Sunrise Reflections!

Location: Capitola Wharf
Time: Sunrise
EXIF: Canon EOS 7D | Sigma 17-50mm 2.8 | 17mm | f/16 | 20s | ISO 100

This was shot during the first Photo Shoot of 2017. As mentioned in my previous post, the goal for this Photo Shoot was to use the Capitola Wharf as the primary subject and capture the rising sun in the hopes that the sky would light up with vibrant colors.

I got a couple of good shots of the Wharf from the high vantage point (previous photo). So, I decided to head down to the beach. While walking on the beach taking shots of the Wharf from multiple angles, I saw this small driftwood. The last time I was here, I used driftwood along with the Wharf in my Composition. It worked out well. This time, I decided to use one of the often-overlooked Compositional Techniques; the power of simplicity.

So, I decided to just use the driftwood in my Composition. The colors and reflection were spectacular. It was beautiful. In terms of processing, I just had to do basic workflow in Lightroom. Didn’t even have to take this into Photoshop for any clean-up.

I think it worked out well!

Glorious Morning!

Location: Capitola Wharf
Time: Sunrise
EXIF: Canon EOS 7D | Sigma 17-50mm 2.8 | 17mm | f/11 | 122s | ISO 100

One of the first Photo trips of 2017. I woke up pretty early in the morning (around 5:00 AM) to get to Capitola for Sunrise. One of my Photography buddies wanted to carpool so he came around 5:30 and we hit the road right away. We had good conversation on the way to Capitola. Another Photography buddy was planning to meet us on location.

We weren’t sure how the weather was going to turn out. Obviously, we were hoping it would be good. We did hear from sources with ‘knowledge’ of the weather that it might be a good show. This was my 2nd trip to Capitola. The first time around was during the Christmas break. I made the trip alone. The weather was ‘ok’ that day. It was extremely cold and for a period of time, I was the only person on the beach. It was a good shoot. I came back with some good shots.

When we got there, it was pretty dark. We were a bit early. The other friend wasn’t going to show up for another 10 to 15 minutes. So, the two of us decided to go down to the beach. While waking on the stairs to the beach, we saw a spot half way down that we thought would make a good spot to setup our tripods and get a shot. We wanted to get the Capitola Wharf from a higher vantage point.

This is one of the first shots that I took that morning. It was still dark but I could see beautiful colors in the horizon. I decided to go with a ultra-long exposure (around 2 minutes) to capture all the light.

We spent some time shooting from this high vantage point and then I decided to head out to the beach. I moved around and used the Wharf as the main subject and shot from all angles. When I came to this location end of last year, there were lot of driftwood on the beach. I was able to use the driftwood as foreground elements. There weren’t any this time around.

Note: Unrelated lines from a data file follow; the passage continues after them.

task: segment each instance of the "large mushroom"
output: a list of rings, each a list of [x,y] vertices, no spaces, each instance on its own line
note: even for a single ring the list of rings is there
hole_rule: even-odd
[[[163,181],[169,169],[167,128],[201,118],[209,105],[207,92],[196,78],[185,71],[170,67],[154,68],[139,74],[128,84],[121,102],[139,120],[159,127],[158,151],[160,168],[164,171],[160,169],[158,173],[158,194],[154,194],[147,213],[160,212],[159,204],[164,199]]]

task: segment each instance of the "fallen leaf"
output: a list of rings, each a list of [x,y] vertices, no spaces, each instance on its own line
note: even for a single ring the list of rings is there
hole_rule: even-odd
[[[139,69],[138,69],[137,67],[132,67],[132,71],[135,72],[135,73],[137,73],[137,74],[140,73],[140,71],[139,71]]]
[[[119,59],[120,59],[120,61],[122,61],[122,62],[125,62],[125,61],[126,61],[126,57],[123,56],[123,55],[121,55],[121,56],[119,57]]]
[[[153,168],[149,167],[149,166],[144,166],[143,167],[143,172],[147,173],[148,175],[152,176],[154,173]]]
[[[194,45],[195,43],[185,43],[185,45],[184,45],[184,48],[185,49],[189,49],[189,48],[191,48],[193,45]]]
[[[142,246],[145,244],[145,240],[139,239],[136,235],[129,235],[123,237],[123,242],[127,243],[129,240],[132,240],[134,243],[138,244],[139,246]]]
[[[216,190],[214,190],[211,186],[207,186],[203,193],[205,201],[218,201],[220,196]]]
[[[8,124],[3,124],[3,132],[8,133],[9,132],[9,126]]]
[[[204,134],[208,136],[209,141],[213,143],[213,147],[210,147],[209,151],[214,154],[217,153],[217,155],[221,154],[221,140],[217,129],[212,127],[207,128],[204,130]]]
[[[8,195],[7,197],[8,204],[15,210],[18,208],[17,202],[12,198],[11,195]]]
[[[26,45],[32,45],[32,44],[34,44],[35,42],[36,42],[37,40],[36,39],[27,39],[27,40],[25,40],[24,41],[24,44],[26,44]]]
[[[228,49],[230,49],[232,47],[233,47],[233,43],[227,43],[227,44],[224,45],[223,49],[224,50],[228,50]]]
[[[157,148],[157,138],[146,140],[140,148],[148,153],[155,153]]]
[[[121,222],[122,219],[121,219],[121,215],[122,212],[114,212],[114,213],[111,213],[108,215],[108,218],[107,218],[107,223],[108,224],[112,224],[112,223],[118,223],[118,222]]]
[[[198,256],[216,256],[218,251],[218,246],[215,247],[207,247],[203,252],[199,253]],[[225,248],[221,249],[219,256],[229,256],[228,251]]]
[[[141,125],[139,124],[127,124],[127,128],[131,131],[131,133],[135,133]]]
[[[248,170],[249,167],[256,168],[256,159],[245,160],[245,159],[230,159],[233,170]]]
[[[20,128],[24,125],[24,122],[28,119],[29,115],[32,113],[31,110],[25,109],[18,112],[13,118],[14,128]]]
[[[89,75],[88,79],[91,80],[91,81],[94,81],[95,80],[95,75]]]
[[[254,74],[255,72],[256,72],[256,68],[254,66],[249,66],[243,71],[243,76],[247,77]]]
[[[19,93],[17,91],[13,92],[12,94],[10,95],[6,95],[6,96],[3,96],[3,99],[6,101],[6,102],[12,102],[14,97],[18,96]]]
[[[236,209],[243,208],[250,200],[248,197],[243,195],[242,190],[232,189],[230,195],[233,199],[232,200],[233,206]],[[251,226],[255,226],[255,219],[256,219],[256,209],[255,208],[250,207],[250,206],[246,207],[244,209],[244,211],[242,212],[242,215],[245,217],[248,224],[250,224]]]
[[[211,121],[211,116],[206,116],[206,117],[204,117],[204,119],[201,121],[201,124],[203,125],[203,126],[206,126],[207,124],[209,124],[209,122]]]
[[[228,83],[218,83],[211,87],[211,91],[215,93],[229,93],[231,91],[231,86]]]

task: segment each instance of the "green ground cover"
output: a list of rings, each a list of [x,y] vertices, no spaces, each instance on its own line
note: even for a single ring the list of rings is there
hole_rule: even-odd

Once back home, the processing was rather straight-forward. Didn’t have to do a whole lot to enhance the colors in this photo. I did my basic Lightroom processing and then took it over to Photoshop to do some cleanup.

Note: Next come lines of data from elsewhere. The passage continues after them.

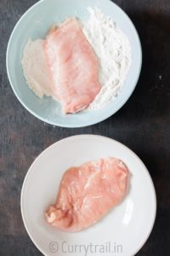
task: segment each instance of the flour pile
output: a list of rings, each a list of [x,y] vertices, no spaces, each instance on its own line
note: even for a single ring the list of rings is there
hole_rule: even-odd
[[[131,47],[127,36],[99,9],[88,8],[90,18],[82,23],[82,31],[100,62],[99,94],[87,110],[99,109],[116,96],[123,84],[131,65]]]

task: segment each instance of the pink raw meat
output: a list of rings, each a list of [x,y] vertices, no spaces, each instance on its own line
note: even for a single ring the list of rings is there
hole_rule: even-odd
[[[100,90],[99,61],[79,22],[71,18],[52,28],[44,41],[54,95],[63,112],[86,108]]]
[[[55,205],[45,215],[65,231],[83,230],[119,204],[127,192],[128,170],[110,157],[70,168],[64,175]]]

A spectacular Sunrise! Enjoyed it quite a bit.

Golden Glow!

Location: Four Mile Beach, Santa Cruz
Time: Sunset
EXIF: Canon EOS 7D | Sigma 17-50mm 2.8 | 23mm | f/16 | 95s | ISO 100

This was shot during my visit to Four Mile Beach. This shot was taken moments after the Sun set behind the horizon. We were pretty close to the water and waves were very unpredictable. It kept hitting us hard. A couple of times, small driftwoods and rocks would come hit my tripod and move it slightly but enough to cause blurred photos. I have quite a few blurred photos from this series.

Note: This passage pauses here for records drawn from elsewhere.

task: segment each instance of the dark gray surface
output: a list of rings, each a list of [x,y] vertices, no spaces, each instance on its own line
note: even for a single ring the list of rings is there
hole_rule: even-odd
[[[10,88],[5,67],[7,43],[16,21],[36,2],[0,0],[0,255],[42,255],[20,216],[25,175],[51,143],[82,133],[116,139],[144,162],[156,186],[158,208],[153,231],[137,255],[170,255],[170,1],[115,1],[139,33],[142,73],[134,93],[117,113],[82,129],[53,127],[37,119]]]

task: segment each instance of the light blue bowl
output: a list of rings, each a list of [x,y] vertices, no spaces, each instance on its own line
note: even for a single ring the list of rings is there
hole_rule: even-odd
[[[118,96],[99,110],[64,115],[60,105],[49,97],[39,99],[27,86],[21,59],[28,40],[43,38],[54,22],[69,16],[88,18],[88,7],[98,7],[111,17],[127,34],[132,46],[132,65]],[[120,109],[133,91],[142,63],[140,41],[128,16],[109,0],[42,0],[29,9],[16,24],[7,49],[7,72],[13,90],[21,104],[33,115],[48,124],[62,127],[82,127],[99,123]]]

I experimented with this rock in the foreground quite a bit. For this particular shot, I saw the reflection of the rock when I used long exposure. So, I decided move back a little bit to capture the entire reflection. I went for a minute and a half exposure to make sure that the waves were completely smoothed out.

There colors were there but I had to work a bit on this one to bring it to where I liked it. I worked primarily in Lightroom. Apart from my usual workflow, I did a bit more with Vibrance and Saturation. I played a bit with Camera Calibration too.